Biblically, the church has been the people. This means a few things, the most important of which to call out is that it assumes the leadership is infallible in all aspects of being Christian/Christ-like. And as we know from literally every Aesop’s Fable, The Apple Doesn’t Fall Far From the Tree, which is a fancy way of saying that all you need to make a church bad is one bad leader who mentors another leader. Because the cycle is then very challenging to thwart.
When we think of accomodations, we think of the meaning tied to helping people succeeed. In this aspect, sure, make the church more accomodating. They should want to help everyone. That was the point of the Gospel, no?
What most churches really do though is pick a target audience and overhype that group. I have been to countless churches that are so lukewarm in their opinions of God’s people that any moment of blunt honesty would be met with a warm embrace. Accomodating implies that they want you there, and so they’re going to do their part to keep you.
Most churches figure that your view of God is not theirs to change. They assume that you come looking to be reaffirmed in your ways, that asking for you to change is asking you to leave. By coming in as you are – a cry most churches would happily plaster – you are announcing that you see Jesus as worthy of you. And that scares them.
An overwhelming majority of American churches have this consumerism culture to them. They don’t know what to do with someone who shows up and forces them to immediately fill in holes. The church seems to exist without regard for the interaction of psychosocial stages of development and spiritual stages. (More on that to follow, surely.) So when you feel as though the church rejects you because you came with an open heart and willingness to dive deep and ask the hard questions? Don’t sweat. It happens all the time.
It can be a bad church.
This is not the defining moment of if Christ wants you, getting rejected by people.

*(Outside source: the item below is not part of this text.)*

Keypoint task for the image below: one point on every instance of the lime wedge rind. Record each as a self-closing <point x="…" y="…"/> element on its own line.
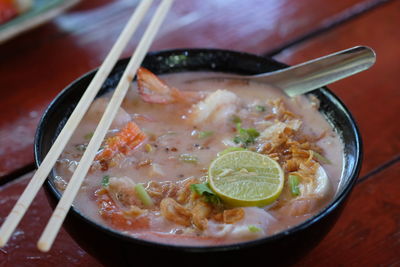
<point x="249" y="178"/>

See, an accomodating atmosphere works only if you’re already wanted. I get it, we shouldn’t strive to be exclusionary in who is allowed to worship. I think that misses the character of God, too. But when you are a leader, sometimes you have to say who you can’t disciple. What you need note, though, is the difference between saying that the church is rejecting the Christian and that the Chiristian is rejected from Heaven, by God.